From test-suite/SingleSource/Benchmarks/Shootout/nestedloop.c

Diff Detail

Event Timeline

mehdi_amini retitled this revision from to SCEV: handle constant condition for select/branch.
mehdi_amini added a reviewer: sanjoy.
mehdi_amini added a subscriber: llvm-commits.
mehdi_amini updated this object.Oct 2 2015, 10:31 AM
mehdi_amini added a subscriber: atrick.
atrick accepted this revision.Oct 2 2015, 12:59 PM
atrick added a reviewer: atrick.

Well, ideally the IR is canonical before SCEV, but this condition is simple enough to catch anyway. Thanks.

This revision is now accepted and ready to land.Oct 2 2015, 12:59 PM

I guess if this comes up when handling loops for instance, you may not necessarily be able to easily simplify the CFG in a loop pass.
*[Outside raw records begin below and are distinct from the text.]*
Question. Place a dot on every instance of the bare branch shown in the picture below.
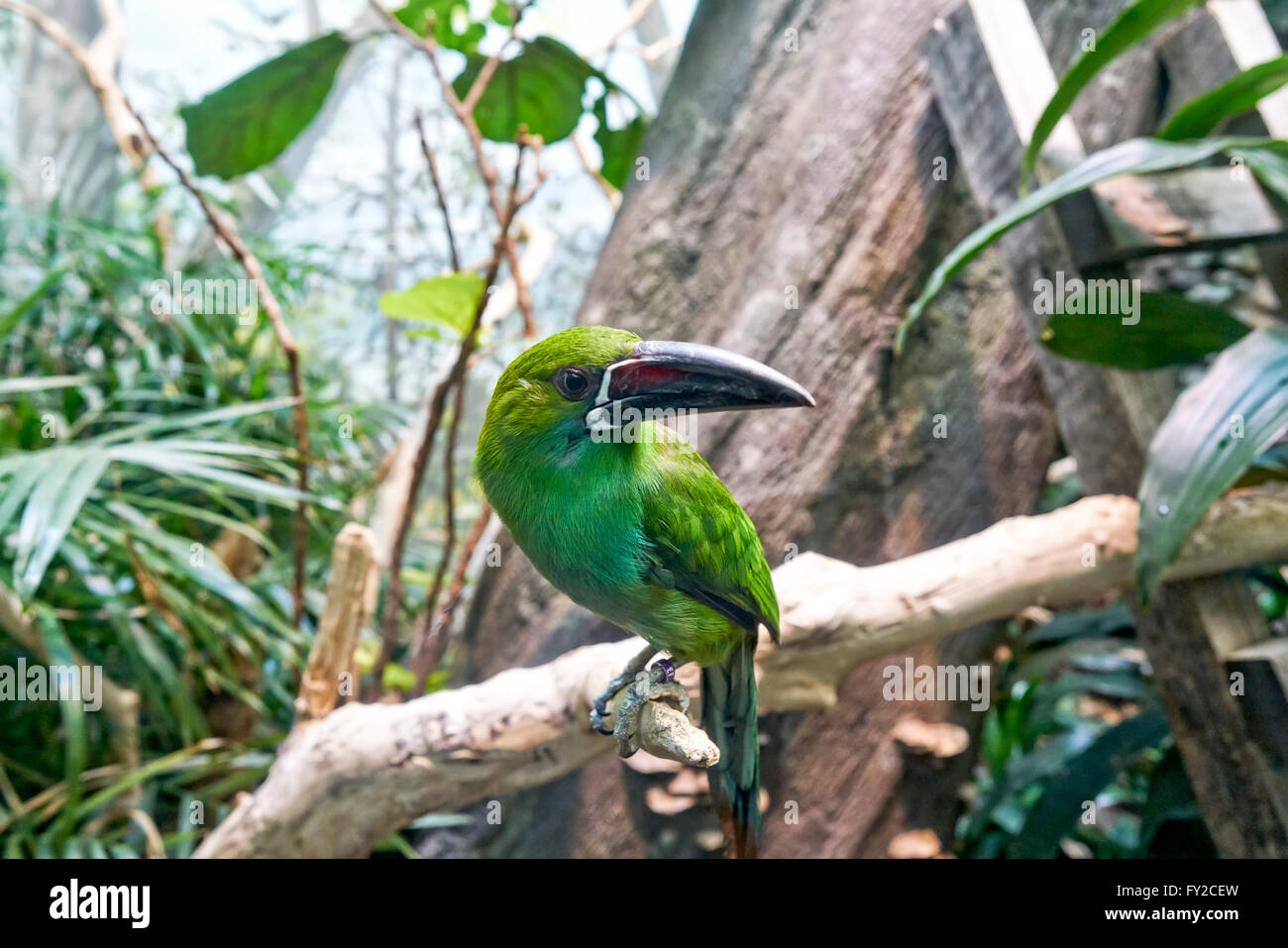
(342, 784)
(228, 233)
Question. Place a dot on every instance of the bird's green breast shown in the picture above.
(579, 511)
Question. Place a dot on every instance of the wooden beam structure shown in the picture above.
(992, 73)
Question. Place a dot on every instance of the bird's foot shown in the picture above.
(656, 685)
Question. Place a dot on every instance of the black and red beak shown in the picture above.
(690, 376)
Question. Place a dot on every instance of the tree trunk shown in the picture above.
(798, 153)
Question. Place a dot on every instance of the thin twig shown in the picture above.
(464, 112)
(228, 233)
(437, 404)
(438, 189)
(98, 62)
(502, 249)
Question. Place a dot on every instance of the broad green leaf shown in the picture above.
(501, 13)
(1082, 779)
(541, 89)
(1078, 625)
(252, 120)
(452, 26)
(450, 300)
(51, 511)
(1168, 330)
(1237, 94)
(1129, 27)
(1209, 438)
(17, 489)
(1134, 156)
(618, 146)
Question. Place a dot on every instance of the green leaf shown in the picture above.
(451, 300)
(1237, 94)
(541, 89)
(40, 384)
(1170, 797)
(1081, 779)
(618, 146)
(11, 320)
(51, 511)
(447, 16)
(1129, 27)
(252, 120)
(1170, 330)
(501, 13)
(1209, 438)
(1134, 156)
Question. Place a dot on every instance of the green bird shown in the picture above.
(627, 519)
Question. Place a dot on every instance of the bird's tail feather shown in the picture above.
(729, 719)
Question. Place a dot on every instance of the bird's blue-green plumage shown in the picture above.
(640, 532)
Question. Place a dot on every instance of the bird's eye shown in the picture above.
(572, 384)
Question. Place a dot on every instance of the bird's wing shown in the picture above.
(703, 544)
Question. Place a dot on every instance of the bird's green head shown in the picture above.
(574, 386)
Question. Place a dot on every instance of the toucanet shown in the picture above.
(625, 517)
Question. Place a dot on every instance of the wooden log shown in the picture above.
(347, 595)
(1108, 419)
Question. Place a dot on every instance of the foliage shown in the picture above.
(252, 120)
(1076, 754)
(140, 442)
(1215, 432)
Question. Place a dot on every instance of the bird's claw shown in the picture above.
(656, 685)
(596, 720)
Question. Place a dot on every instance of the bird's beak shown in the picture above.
(688, 376)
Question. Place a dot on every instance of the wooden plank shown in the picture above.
(1265, 693)
(1252, 42)
(1205, 53)
(1103, 408)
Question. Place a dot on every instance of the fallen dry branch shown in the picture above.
(342, 784)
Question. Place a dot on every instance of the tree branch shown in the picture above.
(342, 784)
(228, 233)
(502, 248)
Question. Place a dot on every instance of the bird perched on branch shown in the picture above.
(622, 515)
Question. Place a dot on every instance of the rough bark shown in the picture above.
(815, 170)
(343, 782)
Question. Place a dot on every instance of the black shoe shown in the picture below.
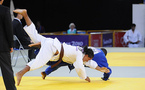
(104, 79)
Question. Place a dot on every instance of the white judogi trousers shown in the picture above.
(49, 47)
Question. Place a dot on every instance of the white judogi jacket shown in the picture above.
(132, 36)
(49, 47)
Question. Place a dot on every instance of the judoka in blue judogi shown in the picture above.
(99, 60)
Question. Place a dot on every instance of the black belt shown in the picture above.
(133, 43)
(60, 57)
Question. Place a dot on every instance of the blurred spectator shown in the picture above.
(22, 35)
(132, 37)
(39, 27)
(72, 29)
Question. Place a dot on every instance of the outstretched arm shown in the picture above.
(23, 12)
(35, 45)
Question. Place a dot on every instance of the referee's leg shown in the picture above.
(7, 72)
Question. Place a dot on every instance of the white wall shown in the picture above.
(138, 17)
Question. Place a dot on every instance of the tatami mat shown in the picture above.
(126, 59)
(74, 83)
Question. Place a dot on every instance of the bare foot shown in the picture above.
(19, 77)
(43, 75)
(20, 11)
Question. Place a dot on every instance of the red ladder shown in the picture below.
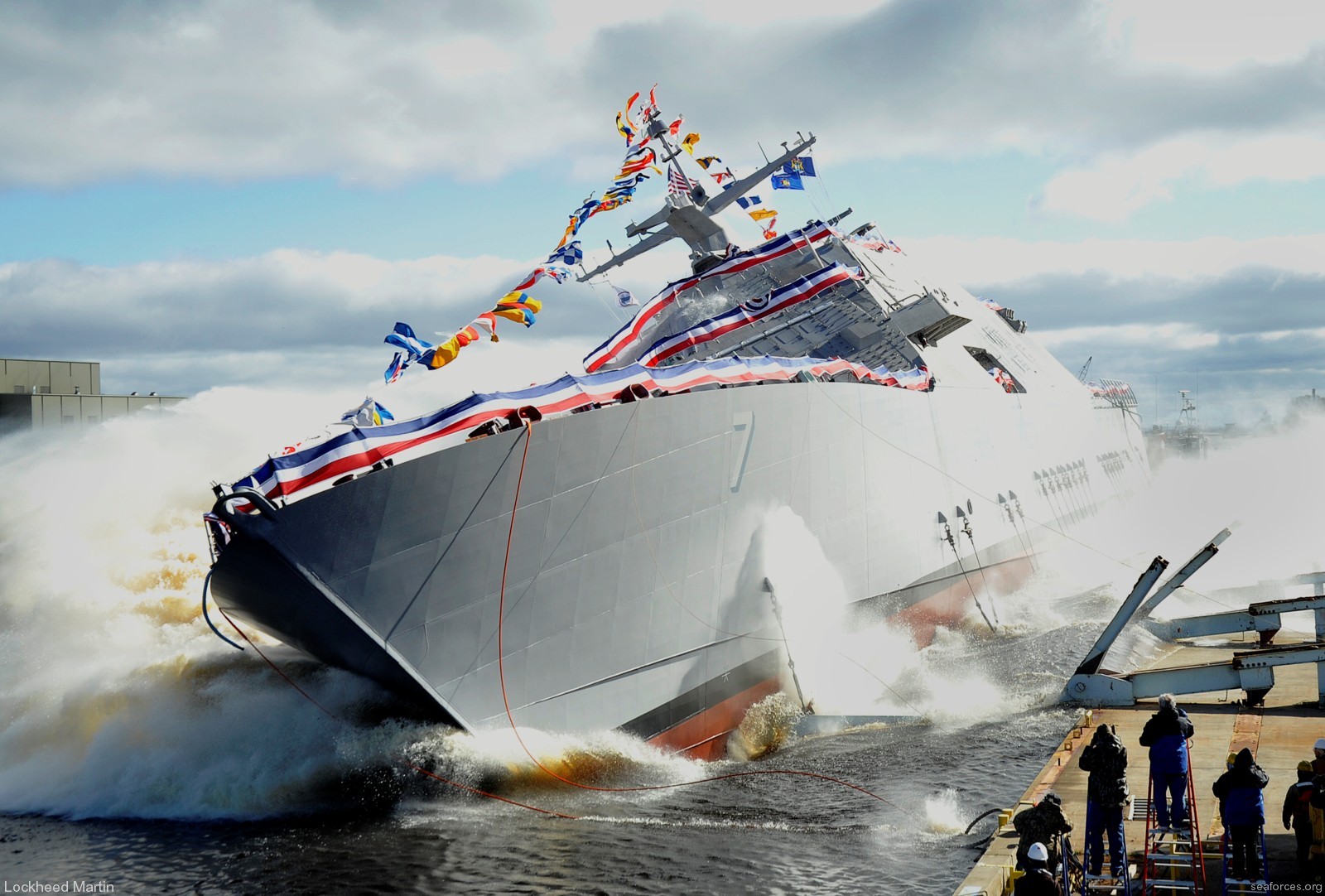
(1174, 860)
manmanren added inline comments.
lib/Analysis/ScalarEvolution.cpp
3894

Please add a period at end of the comment.

3899

Should this be simplified to
return getSCEV(CI->isOne() ? TrueValue : FalseVal);

mehdi_amini updated this revision to Diff 36396.Oct 2 2015, 1:53 PM
mehdi_amini edited edge metadata.

Thanks Manman, I updated the revision accordingly.

sanjoy accepted this revision.Oct 3 2015, 2:25 PM
sanjoy edited edge metadata.
sanjoy added inline comments.
lib/Analysis/ScalarEvolution.cpp
3894

Minor stylistic issue, since you'll have to rebase anyway: instead of putting the check for ConstantInt inside the if block, I'd put it before the dyn_cast<ICmpInst>. Shouldn't make any semantic difference, but it will reduce the nesting on return getSCEV(CI->isOne() ? TrueVal : FalseVal);.
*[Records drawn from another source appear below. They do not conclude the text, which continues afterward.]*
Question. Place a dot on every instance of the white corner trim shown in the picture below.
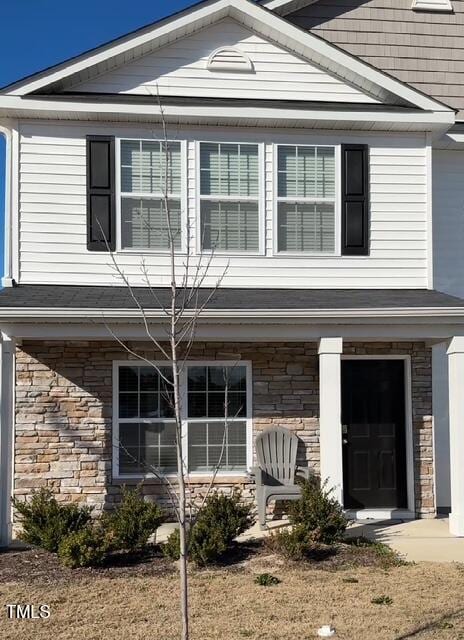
(456, 345)
(429, 208)
(432, 5)
(7, 360)
(7, 279)
(229, 59)
(330, 346)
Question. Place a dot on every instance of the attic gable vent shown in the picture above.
(432, 5)
(229, 59)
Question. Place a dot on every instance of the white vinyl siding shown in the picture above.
(229, 197)
(216, 418)
(181, 69)
(306, 199)
(151, 184)
(52, 213)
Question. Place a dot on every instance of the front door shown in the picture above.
(373, 432)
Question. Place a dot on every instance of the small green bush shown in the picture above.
(294, 544)
(85, 548)
(171, 548)
(267, 580)
(319, 514)
(45, 522)
(133, 521)
(221, 519)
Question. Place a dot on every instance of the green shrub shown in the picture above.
(133, 521)
(221, 519)
(294, 544)
(171, 548)
(267, 580)
(45, 522)
(85, 548)
(319, 514)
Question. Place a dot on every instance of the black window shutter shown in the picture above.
(355, 200)
(101, 232)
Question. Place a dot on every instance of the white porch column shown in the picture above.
(7, 376)
(330, 408)
(456, 426)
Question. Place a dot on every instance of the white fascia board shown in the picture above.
(426, 121)
(254, 16)
(406, 314)
(284, 7)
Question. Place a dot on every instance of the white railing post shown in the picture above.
(330, 408)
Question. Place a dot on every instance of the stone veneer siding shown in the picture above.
(64, 412)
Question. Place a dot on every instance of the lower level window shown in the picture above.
(215, 424)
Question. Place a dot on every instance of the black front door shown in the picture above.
(373, 432)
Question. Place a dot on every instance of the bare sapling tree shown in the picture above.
(172, 338)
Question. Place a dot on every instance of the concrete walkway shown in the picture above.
(415, 540)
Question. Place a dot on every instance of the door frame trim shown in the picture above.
(410, 489)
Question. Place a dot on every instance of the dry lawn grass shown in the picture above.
(226, 604)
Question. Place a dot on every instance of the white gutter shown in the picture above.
(27, 107)
(7, 280)
(26, 314)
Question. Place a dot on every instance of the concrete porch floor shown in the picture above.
(415, 540)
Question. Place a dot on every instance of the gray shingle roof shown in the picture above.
(114, 297)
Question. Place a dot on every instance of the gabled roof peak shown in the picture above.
(255, 17)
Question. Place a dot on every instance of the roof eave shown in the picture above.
(417, 120)
(251, 14)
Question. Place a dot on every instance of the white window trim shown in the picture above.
(261, 201)
(183, 197)
(275, 206)
(118, 477)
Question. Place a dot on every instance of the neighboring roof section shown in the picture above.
(250, 15)
(423, 49)
(58, 297)
(225, 60)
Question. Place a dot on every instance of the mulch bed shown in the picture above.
(29, 565)
(36, 565)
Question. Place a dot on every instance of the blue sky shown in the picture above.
(35, 34)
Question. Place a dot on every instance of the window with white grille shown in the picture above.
(151, 185)
(229, 197)
(216, 418)
(306, 199)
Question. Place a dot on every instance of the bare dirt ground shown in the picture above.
(139, 601)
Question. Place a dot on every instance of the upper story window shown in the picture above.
(229, 197)
(216, 418)
(151, 186)
(306, 199)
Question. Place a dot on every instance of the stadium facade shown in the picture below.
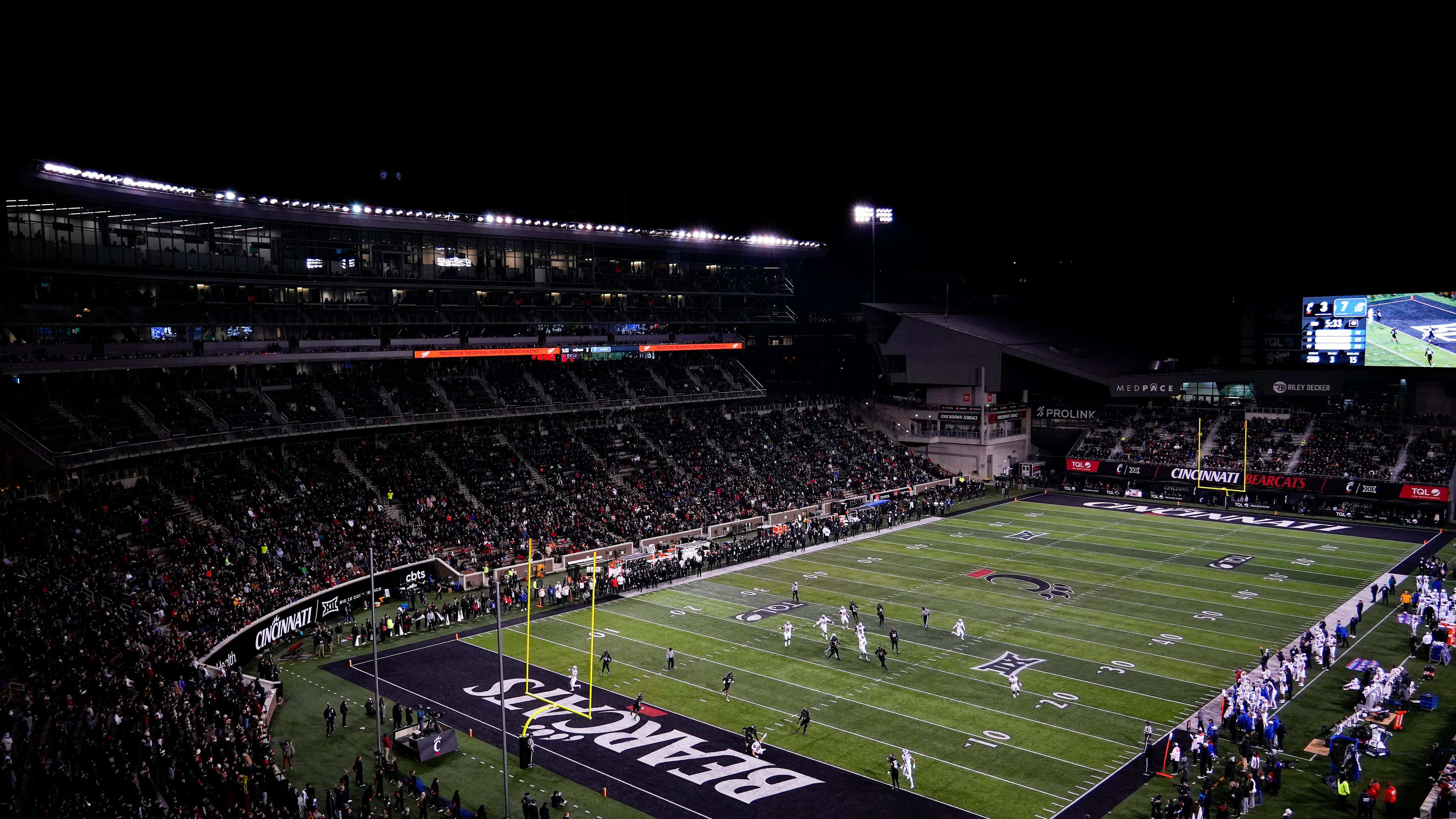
(120, 286)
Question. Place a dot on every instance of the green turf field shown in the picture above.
(1409, 352)
(1321, 704)
(1149, 633)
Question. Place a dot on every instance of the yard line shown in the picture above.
(842, 671)
(1052, 633)
(780, 712)
(1075, 557)
(1173, 531)
(983, 658)
(1173, 525)
(1141, 592)
(992, 591)
(954, 731)
(1170, 556)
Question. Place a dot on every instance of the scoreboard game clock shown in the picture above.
(1334, 330)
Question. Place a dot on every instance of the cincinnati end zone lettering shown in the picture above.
(1208, 476)
(1219, 517)
(699, 761)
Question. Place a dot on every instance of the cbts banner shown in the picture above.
(301, 617)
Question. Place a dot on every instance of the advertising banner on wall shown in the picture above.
(301, 617)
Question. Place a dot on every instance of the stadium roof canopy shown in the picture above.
(922, 346)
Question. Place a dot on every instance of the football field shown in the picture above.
(1110, 613)
(1112, 618)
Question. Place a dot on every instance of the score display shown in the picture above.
(1333, 330)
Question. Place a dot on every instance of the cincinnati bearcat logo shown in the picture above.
(1039, 586)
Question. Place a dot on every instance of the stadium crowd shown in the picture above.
(139, 592)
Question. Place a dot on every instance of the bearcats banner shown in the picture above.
(303, 615)
(1315, 484)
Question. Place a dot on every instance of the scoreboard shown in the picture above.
(1334, 330)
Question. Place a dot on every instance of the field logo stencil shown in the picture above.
(1043, 588)
(1009, 664)
(1231, 561)
(1026, 535)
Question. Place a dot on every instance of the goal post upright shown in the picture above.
(530, 601)
(1244, 474)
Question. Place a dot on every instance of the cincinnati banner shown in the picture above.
(301, 617)
(1315, 484)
In D13390#258904, @joker.eph wrote:

I guess if this comes up when handling loops for instance, you may not necessarily be able to easily simplify the CFG in a loop pass.

Do we not currently catch this in SimplifyCFG (or similar)? I don't object to this change, but we really should catch this elsewhere too.
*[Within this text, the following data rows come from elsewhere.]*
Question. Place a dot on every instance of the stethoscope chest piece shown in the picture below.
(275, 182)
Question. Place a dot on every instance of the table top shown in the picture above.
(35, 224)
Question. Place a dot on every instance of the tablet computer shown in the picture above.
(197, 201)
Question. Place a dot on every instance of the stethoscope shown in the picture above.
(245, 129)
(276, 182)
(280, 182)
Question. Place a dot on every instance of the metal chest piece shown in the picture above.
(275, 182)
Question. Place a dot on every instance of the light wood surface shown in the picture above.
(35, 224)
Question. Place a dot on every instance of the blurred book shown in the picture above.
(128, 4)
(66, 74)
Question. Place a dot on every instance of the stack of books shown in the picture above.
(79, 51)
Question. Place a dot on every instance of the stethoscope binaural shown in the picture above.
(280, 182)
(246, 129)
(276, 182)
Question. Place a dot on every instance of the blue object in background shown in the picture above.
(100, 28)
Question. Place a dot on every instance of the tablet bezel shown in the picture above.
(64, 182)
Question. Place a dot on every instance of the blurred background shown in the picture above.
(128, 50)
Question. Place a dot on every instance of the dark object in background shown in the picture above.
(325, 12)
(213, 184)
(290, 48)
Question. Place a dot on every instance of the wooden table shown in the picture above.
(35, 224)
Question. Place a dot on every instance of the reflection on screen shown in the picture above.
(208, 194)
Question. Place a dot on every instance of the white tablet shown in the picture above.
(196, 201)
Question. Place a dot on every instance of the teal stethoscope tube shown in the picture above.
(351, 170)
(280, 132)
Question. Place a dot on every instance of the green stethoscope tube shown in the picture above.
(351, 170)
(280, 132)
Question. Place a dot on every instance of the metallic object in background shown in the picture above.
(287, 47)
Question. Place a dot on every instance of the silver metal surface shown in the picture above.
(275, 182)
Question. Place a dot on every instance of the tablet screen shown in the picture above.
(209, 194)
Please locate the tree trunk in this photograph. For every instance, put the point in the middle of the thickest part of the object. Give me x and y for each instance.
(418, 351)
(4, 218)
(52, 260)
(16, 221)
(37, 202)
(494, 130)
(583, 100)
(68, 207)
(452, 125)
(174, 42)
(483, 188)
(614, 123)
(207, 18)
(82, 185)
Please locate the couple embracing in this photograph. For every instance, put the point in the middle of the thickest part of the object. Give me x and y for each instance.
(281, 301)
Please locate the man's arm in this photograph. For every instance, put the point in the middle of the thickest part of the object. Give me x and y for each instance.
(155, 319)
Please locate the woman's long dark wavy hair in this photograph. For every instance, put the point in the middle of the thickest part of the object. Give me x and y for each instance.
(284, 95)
mehdi_amini closed this revision.Oct 27 2015, 6:48 PM

We surely catch it elsewhere. The problem is loop optimization like induction variable substitution that will operate on the inner loop, exposes this case, and then move the outer loop leaving the IR in this state. To solve this with simpifycfg I'm not sure that 1) it can be ran on a subpart of the CFG (you don't want to reprocess the full function between the two loops) 2) won't mess up the loop structure/canonicalization.

It seems to me that there is a kind of tension between optimizing for the "canonical IR" and being able to handle properly "non-canonical IR" because it is hard or expensive to always guarantee that your IR is canonical. I see this change as pushing a little bit SCEV toward the second case.

Any opinion?

Note: this landed a few week ago in r249431.

In D13390#276849, @joker.eph wrote:

We surely catch it elsewhere. The problem is loop optimization like induction variable substitution that will operate on the inner loop, exposes this case, and then move the outer loop leaving the IR in this state. To solve this with simpifycfg I'm not sure that 1) it can be ran on a subpart of the CFG (you don't want to reprocess the full function between the two loops) 2) won't mess up the loop structure/canonicalization.

It seems to me that there is a kind of tension between optimizing for the "canonical IR" and being able to handle properly "non-canonical IR" because it is hard or expensive to always guarantee that your IR is canonical. I see this change as pushing a little bit SCEV toward the second case.

Any opinion?

This is certainly true; there will always be these kinds of phase ordering problems. Especially since we don't have a LoopSimplifyCFG pass ;)

Note: this landed a few week ago in r249431.